Comme tous les ans, à l’approche de cette fête, la course au mouton est engagée. Depuis quelques semaines, les bêtes ont commencé à converger vers la capitale. On les aperçoit dans les rues par petits groupes conduits par des vendeurs ambulants à la recherche de clients. Les marchés à bétail ont commencé à s’animer, même si ce n’est pas l’effervescence pour le moment. Nous sommes mardi au marché à bétail de Faladié en Commune VI du District de Bamako. Un homme que nous désignerons par ses initiales, A. S., arrive. Un jeune homme se précipite sur lui. « Quel type de mouton cherchez-vous ?

Un gros, un moyen, un petit ? J’ai ce qu’il faut pour toi mon ami », assure Modibo Diallo qui présente les moutons avec les différentes propositions de prix. Mais A. S., enseignant de formation, trouve que les prix proposés ne sont pas à sa portée. La tentation de comparer avec ceux de la fête précédente étant toujours grande, l’enseignant trouve que le mouton est plus cher cette année que l’an passé.

Le constat est partagé par le propriétaire des animaux lui-même. Celui-ci dispose d’un petit troupeau de béliers dont les prix annoncés vont de 55 000 à 225 000 Fcfa. Un peu plus loin, est installé Saya Maiga. Il veille sur une dizaine de superbes béliers blancs avec l’assistance de deux autres personnes qu’il présente comme ses frères. Originaire de Gao, Saya Maiga connaît bien son boulot.
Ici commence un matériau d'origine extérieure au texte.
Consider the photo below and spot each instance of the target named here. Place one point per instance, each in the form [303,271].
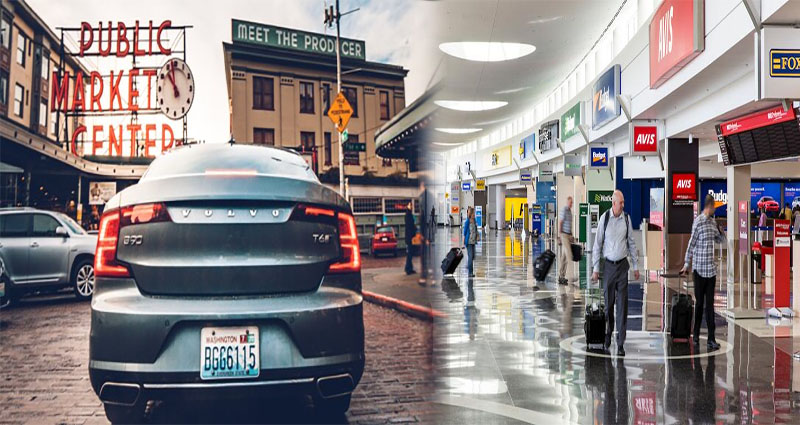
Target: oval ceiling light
[459,130]
[471,105]
[486,51]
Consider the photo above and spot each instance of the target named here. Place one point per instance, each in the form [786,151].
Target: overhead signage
[677,35]
[524,177]
[545,173]
[340,112]
[548,136]
[153,86]
[572,165]
[605,106]
[644,139]
[500,157]
[780,62]
[757,120]
[598,157]
[291,39]
[570,121]
[684,187]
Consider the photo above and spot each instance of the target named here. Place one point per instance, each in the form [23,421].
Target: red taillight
[348,240]
[105,257]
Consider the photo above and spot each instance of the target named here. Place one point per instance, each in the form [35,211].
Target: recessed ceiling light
[459,130]
[486,51]
[471,105]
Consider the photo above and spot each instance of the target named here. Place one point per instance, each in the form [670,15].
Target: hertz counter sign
[785,63]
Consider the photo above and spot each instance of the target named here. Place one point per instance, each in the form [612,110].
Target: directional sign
[340,112]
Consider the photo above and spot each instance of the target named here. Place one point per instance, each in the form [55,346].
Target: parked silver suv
[228,271]
[44,250]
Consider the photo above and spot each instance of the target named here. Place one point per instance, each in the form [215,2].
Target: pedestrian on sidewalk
[565,240]
[700,254]
[411,231]
[470,238]
[614,244]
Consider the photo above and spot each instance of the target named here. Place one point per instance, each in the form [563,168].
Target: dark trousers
[704,293]
[409,251]
[615,292]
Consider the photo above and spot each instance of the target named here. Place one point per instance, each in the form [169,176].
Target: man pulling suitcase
[613,245]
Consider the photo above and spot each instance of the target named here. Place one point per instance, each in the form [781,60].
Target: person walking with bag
[470,238]
[612,246]
[700,254]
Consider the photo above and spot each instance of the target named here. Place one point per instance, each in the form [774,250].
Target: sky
[390,29]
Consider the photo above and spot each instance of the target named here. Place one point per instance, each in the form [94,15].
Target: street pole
[339,90]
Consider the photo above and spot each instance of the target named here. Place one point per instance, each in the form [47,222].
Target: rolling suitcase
[542,265]
[577,252]
[451,261]
[682,313]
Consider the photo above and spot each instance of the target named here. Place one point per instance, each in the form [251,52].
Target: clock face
[175,89]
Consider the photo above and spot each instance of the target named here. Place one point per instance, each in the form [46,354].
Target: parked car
[226,271]
[769,203]
[383,241]
[44,251]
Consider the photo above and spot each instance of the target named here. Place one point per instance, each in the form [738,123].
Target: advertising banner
[572,165]
[644,139]
[677,35]
[101,192]
[570,121]
[598,157]
[601,198]
[604,97]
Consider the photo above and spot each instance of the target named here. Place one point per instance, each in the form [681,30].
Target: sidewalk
[392,288]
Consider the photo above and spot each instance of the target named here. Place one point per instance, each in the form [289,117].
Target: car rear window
[226,159]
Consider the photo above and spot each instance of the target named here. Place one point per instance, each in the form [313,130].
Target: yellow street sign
[340,112]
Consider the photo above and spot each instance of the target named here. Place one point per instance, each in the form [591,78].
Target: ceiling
[563,32]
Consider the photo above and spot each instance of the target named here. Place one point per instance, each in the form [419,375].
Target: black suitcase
[577,252]
[452,261]
[682,313]
[542,265]
[594,326]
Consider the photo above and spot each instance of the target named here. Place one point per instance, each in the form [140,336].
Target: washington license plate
[229,353]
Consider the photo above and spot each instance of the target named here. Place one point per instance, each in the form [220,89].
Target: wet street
[45,378]
[509,353]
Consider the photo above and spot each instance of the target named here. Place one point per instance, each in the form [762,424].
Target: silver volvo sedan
[228,270]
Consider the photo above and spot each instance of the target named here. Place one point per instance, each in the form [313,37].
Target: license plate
[228,353]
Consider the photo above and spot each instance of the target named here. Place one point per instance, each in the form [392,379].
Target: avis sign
[644,139]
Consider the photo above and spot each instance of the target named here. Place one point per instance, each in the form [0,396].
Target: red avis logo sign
[645,139]
[684,187]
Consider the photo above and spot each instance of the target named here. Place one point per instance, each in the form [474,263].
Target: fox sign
[644,139]
[684,187]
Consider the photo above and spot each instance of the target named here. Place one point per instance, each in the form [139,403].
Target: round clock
[175,91]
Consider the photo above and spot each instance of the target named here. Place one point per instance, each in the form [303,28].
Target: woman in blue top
[470,238]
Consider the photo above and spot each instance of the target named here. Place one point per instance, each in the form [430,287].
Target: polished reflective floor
[508,352]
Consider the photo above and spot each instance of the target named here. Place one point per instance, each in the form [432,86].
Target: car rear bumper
[153,343]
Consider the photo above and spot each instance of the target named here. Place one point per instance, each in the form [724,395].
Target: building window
[306,98]
[263,93]
[385,111]
[43,113]
[351,94]
[5,33]
[326,98]
[264,136]
[22,44]
[3,88]
[19,100]
[328,154]
[45,67]
[307,140]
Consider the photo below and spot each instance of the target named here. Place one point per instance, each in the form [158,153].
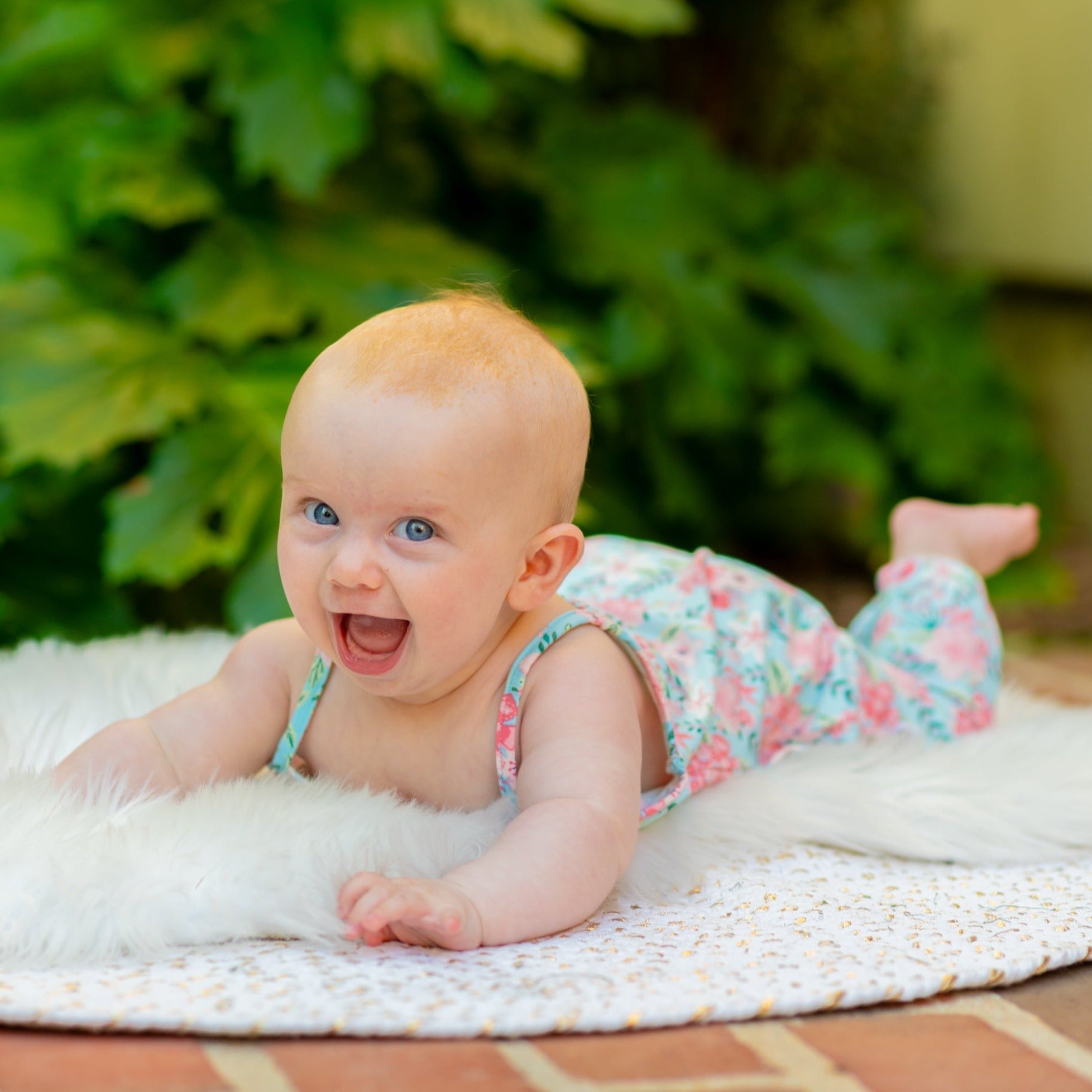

Il explique : « Pour un départ, je viens à Bamako avec seulement quelques moutons pour tâter le pouls du marché. Je suis arrivé à Bamako il y a une semaine en provenance de Gao où j’achète mes moutons. Les espoirs de faire de bonnes affaires cette année me paraissent grands. Même si pour le moment, elles ne marchent pas bien. Les clients sont encore rares. Dans tous les cas ce n’est qu’une question de temps. Ils viendront obligatoirement ». Il explique que nombre de Bamakois préfèrent attendre la dernière minute pour acheter leur mouton, car il n’est pas facile d’entretenir un bélier dans la grande ville.

D’abord il y a des problèmes d’espace pour le garder et ensuite, l’entretien de l’animal coûte cher. N’ayant pu trouver un bélier à la hauteur de sa bourse, A. S. s’enfonce dans le marché et se retrouve chez Aboubacrine Haidara. Là aussi, il ne pourra pas acheter son mouton. Le vendeur est venu de Léré avec ses 4 frères et son neveu. Bien qu’il soit berger de père en fils, Aboubacrine ne se contente plus du stock familial. « Je descends dans le Télemsi tous les ans à l’approche de la Tabaski pour acheter les animaux et ensuite je les achemine vers Niono.

De là, je loue les services d’un transporteur qui se charge d’amener mes moutons à Bamako », explique le berger. Pour le transport de chaque bête, il paie 3 000 Fcfa. Nombre de ses 400 moutons sont castrés. Un procédé auquel les éleveurs ont recours pour permettre à l’animal de grandir plus vite. Aboubacrine propose ses moutons entre 75 000 Fcfa et 100 000 Fcfa.

Des démarcheurs très actifs.

L’un des marchés à bétail les plus courus de la capitale est celui de Lafiabougou. Il a commencé à faire peu à peu le plein de moutons. Les cargaisons débarquent généralement la nuit. Les animaux viennent généralement du Pays dogon, de Douentza et de Djenné. Les plus gros béliers proviennent des régions du Nord. Ce marché qui longe la petite voie qui traverse le vieux quartier de Lafiabougou-Koda mérite son appellation de « bourse du mouton ». Ici plus que sur d’autres marchés, ceux qui savent bien marchander trouvent des moutons à prix raisonnable.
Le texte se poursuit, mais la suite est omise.